Une métaphore de l’existence

1 avril 2025 | Par Jacques Quintin | Parcours migratoire, Philosophie, vol. 23, no 2

▪ Source : Nicole Boisvert ©2011

Mes ancêtres sont des immigrants. J’ai la chance de voyager ailleurs dans le monde; je constate qu’il y a des immigrants partout. Et cela depuis toujours. Socrate, le philosophe grecque, était aussi un immigrant, un sans papier. Se pourrait-il que l’immigration soit le propre de la condition humaine?

Plusieurs immigrants ont immigré pour fuir une condition inacceptable et pour améliorer leur sort. Même si c’est fait volontairement, ils vivent un déracinement. C’est douloureux. Changer de pays, c’est souvent aussi changer de langue et de culture en laissant derrière soi d’autres membres de la famille et des amis. Et s’enraciner, ça prend du temps. Pour le Québec, cela signifie commencer à danser à la québécoise, s’immerger dans la littérature d’ici et chanter les mêmes chansons que celles de ses voisins sans pour autant abandonner sa propre culture et sa propre langue. La médiation de l’histoire devient importante.

Je vois dans l’immigré une personne qui apprend le métier de la traduction, la capacité de passer d’un univers de sens à un autre. Cela nous donne des gens qui ont la qualité de poser un regard neuf sur notre monde actuel.

Pouvons-nous imaginer un Québec sans la présence des Italiens, des Grecs, des Portugais, des Vietnamiens, des Haïtiens et tous les autres, visibles et invisibles ? Il ne faut pas oublier que nous dépendons d’autrui pour devenir soi-même. Car chaque être humain se bâtit sur des différences. Il y a immigration à chaque fois que l’être humain tente de comprendre une autre personne avec son monde. Pas facile !

Il convient de se rappeler que dans tout être humain se cache le rêve de vivre ailleurs. On ressent un besoin de s’arracher à sa condition. Devenir autre que soi nous donne des ailes. Plusieurs oiseaux l’ont compris. Notre pensée est voyageuse. Est-ce le sens premier de la liberté? Les enfants apprennent à quitter le giron de la famille pour l’école. Ensuite, c’est le monde du travail. On cherche constamment à se départir de quelque chose : d’un passé, d’un poids. On veut surtout découvrir d’autres horizons, des trésors cachés, de nouvelles manières de vivre. Alors, on s’intéresse à autrui, on apprend d’autres langues, on initie d’autres relations.

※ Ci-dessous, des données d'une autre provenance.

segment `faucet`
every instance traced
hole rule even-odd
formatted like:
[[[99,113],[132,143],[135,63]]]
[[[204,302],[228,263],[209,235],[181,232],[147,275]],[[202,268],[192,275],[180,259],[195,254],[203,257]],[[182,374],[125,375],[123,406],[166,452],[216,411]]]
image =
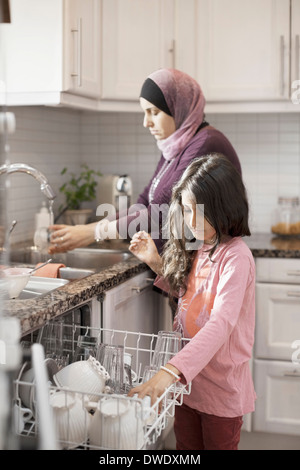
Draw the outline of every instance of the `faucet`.
[[[3,173],[27,173],[28,175],[33,176],[41,184],[41,191],[48,199],[53,200],[56,197],[56,194],[48,183],[46,176],[36,168],[26,165],[25,163],[2,165],[0,166],[0,175]]]

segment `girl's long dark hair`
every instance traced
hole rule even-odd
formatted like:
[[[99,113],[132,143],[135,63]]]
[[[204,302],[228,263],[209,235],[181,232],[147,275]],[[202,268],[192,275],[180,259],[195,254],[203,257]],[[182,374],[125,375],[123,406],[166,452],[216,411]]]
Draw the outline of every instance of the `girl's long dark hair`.
[[[222,237],[251,235],[248,225],[249,206],[242,178],[232,163],[221,154],[211,154],[192,161],[174,186],[168,213],[169,239],[163,251],[163,275],[168,281],[170,295],[183,295],[187,275],[192,267],[195,250],[187,250],[190,242],[176,236],[178,207],[183,207],[181,195],[187,191],[196,204],[204,205],[204,217],[216,231],[215,243],[209,250],[210,258]],[[183,217],[182,224],[184,224]]]

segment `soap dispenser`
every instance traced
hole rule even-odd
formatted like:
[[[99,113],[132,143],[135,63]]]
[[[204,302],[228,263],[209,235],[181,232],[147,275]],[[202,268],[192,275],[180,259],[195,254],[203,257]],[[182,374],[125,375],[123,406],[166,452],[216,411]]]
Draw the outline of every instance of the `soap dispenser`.
[[[49,227],[50,225],[50,212],[46,207],[46,203],[43,202],[40,212],[35,214],[35,230],[39,230],[43,227]]]

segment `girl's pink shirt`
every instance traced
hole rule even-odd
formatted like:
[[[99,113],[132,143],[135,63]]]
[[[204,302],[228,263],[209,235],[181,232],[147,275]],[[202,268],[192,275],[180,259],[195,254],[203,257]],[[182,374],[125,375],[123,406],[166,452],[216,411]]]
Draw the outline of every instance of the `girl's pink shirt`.
[[[220,244],[211,262],[209,247],[199,249],[189,274],[187,292],[179,299],[174,327],[192,338],[169,361],[192,381],[184,403],[223,417],[254,411],[256,398],[249,360],[255,328],[255,264],[240,237]],[[158,278],[158,287],[164,281]],[[164,289],[165,290],[165,289]]]

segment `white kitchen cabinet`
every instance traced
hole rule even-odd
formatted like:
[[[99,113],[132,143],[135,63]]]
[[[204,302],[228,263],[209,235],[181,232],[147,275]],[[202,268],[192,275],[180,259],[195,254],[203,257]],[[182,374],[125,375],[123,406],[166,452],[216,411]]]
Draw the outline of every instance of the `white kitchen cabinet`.
[[[256,409],[253,430],[300,435],[300,365],[255,361]]]
[[[64,0],[64,90],[100,98],[101,2]]]
[[[253,430],[300,435],[300,260],[256,259]]]
[[[207,101],[288,99],[289,0],[193,3],[190,70]]]
[[[299,0],[186,3],[176,1],[176,66],[202,86],[206,112],[299,111]]]
[[[6,103],[96,108],[99,0],[11,0],[10,6],[0,44]]]
[[[173,65],[173,0],[102,1],[102,99],[138,101],[145,78]]]

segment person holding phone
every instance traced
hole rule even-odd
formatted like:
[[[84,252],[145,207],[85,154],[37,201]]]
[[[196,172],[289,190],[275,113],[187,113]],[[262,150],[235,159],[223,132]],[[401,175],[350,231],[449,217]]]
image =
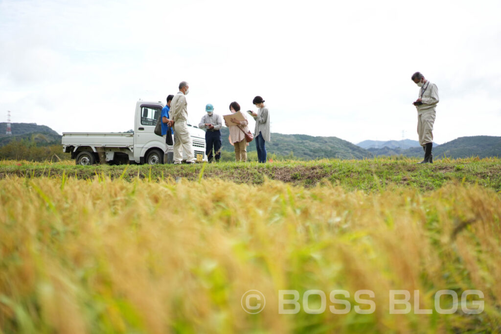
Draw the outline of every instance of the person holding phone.
[[[252,101],[258,108],[258,112],[252,112],[251,115],[256,120],[254,138],[256,148],[258,150],[258,160],[260,162],[266,162],[266,142],[271,141],[270,132],[270,112],[265,106],[265,100],[261,96],[256,96]]]
[[[229,111],[232,114],[240,111],[240,105],[235,102],[231,102],[229,104]],[[244,121],[239,122],[232,117],[230,119],[231,124],[228,124],[225,120],[224,124],[229,130],[229,138],[235,148],[235,161],[245,162],[247,161],[247,146],[249,144],[245,140],[244,134],[249,131],[248,128],[247,127],[249,122],[245,114],[240,113],[245,119]]]
[[[412,103],[417,110],[417,134],[419,145],[424,151],[424,159],[420,164],[433,163],[431,149],[433,143],[433,124],[436,115],[435,108],[438,103],[438,89],[424,78],[419,72],[412,75],[411,80],[419,87],[417,100]]]

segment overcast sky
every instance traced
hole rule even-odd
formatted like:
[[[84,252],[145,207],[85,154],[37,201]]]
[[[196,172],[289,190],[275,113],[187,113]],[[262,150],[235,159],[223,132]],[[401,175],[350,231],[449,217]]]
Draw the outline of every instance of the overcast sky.
[[[272,132],[417,140],[419,71],[438,88],[434,141],[499,136],[500,14],[498,0],[0,0],[0,121],[125,131],[138,100],[185,80],[193,123],[260,95]]]

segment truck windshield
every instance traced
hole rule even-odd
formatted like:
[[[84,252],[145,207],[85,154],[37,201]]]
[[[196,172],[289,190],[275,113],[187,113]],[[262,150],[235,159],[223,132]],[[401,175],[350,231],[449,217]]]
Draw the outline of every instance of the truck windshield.
[[[143,106],[141,109],[141,125],[154,126],[156,124],[156,120],[162,112],[162,109],[160,107]]]

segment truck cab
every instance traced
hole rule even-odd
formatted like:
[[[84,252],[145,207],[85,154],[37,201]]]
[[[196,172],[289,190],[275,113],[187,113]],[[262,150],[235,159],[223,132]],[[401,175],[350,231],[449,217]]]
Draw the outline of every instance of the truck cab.
[[[64,132],[63,151],[71,153],[77,165],[99,162],[122,164],[163,163],[165,139],[154,133],[157,119],[164,105],[161,102],[138,101],[133,132]],[[206,161],[205,133],[188,124],[197,161]],[[183,160],[186,159],[183,152]]]

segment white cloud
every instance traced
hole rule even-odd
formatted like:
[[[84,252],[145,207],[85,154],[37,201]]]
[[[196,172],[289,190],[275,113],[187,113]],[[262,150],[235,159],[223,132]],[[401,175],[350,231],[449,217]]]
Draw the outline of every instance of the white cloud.
[[[435,136],[499,135],[498,2],[0,3],[0,110],[63,131],[133,126],[136,101],[190,84],[211,103],[267,101],[272,131],[416,139],[416,71],[438,87]],[[273,139],[272,139],[273,140]]]

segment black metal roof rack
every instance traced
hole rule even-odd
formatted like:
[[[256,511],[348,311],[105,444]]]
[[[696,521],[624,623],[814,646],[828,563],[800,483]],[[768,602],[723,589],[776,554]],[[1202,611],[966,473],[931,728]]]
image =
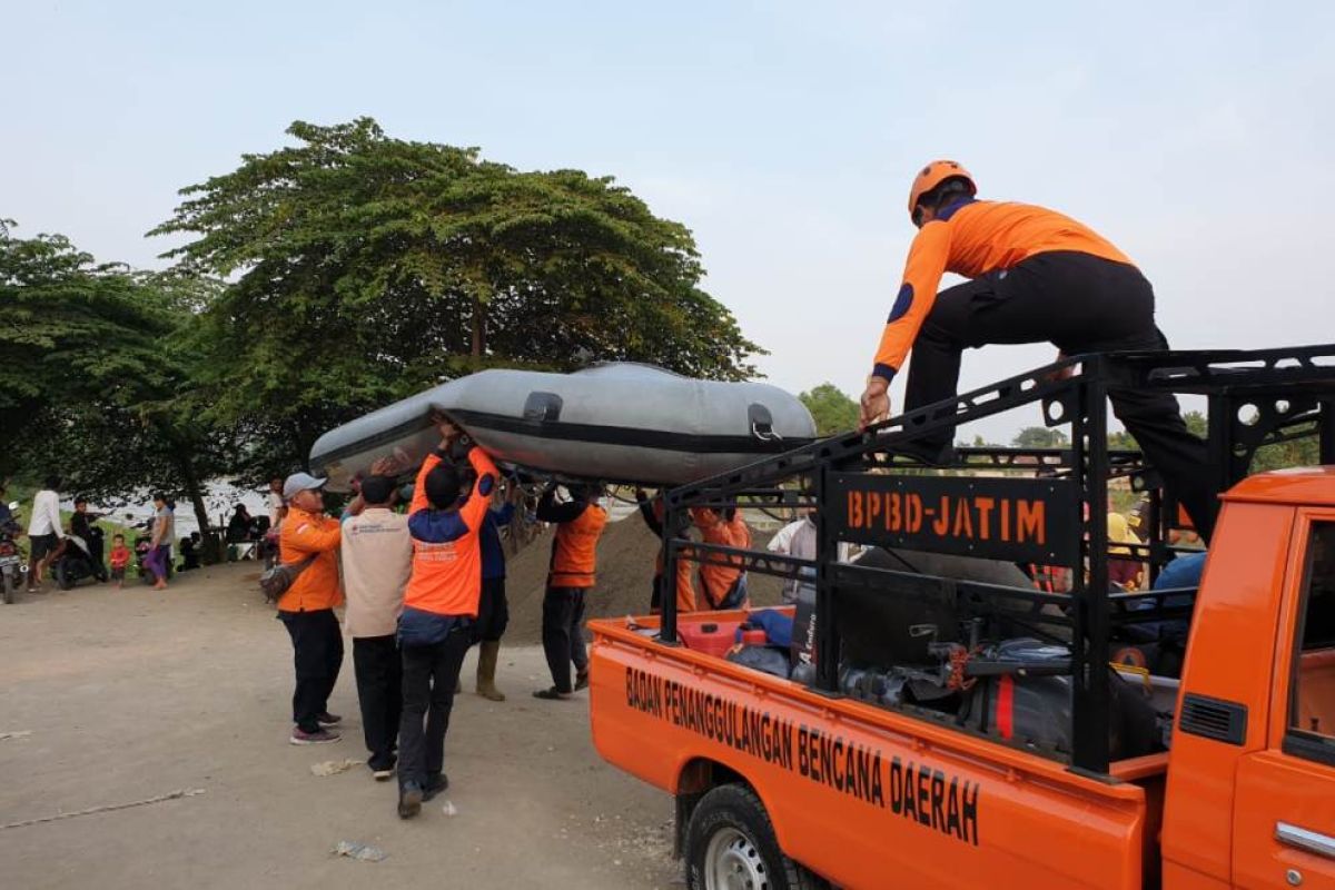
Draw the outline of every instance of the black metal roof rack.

L’immigration n’est pas possible si nous tolérons une seule manière de comprendre le monde. Ce n’est pas pour rien qu’on dit que les voyages forment la jeunesse. Les absolus ne sont plus possibles. Dans tous les idéaux, il y a de l’altérité et des ouvertures qui portent notre regard au loin.

Dans chaque immigrant, il y a une parole qui cherche une expression. Il faudrait l’écouter. Commençons par fréquenter les festivals de cinéma du monde, les littératures étrangères, les musiques d’ailleurs. L’intégration se mesure à la qualité de notre dialogue.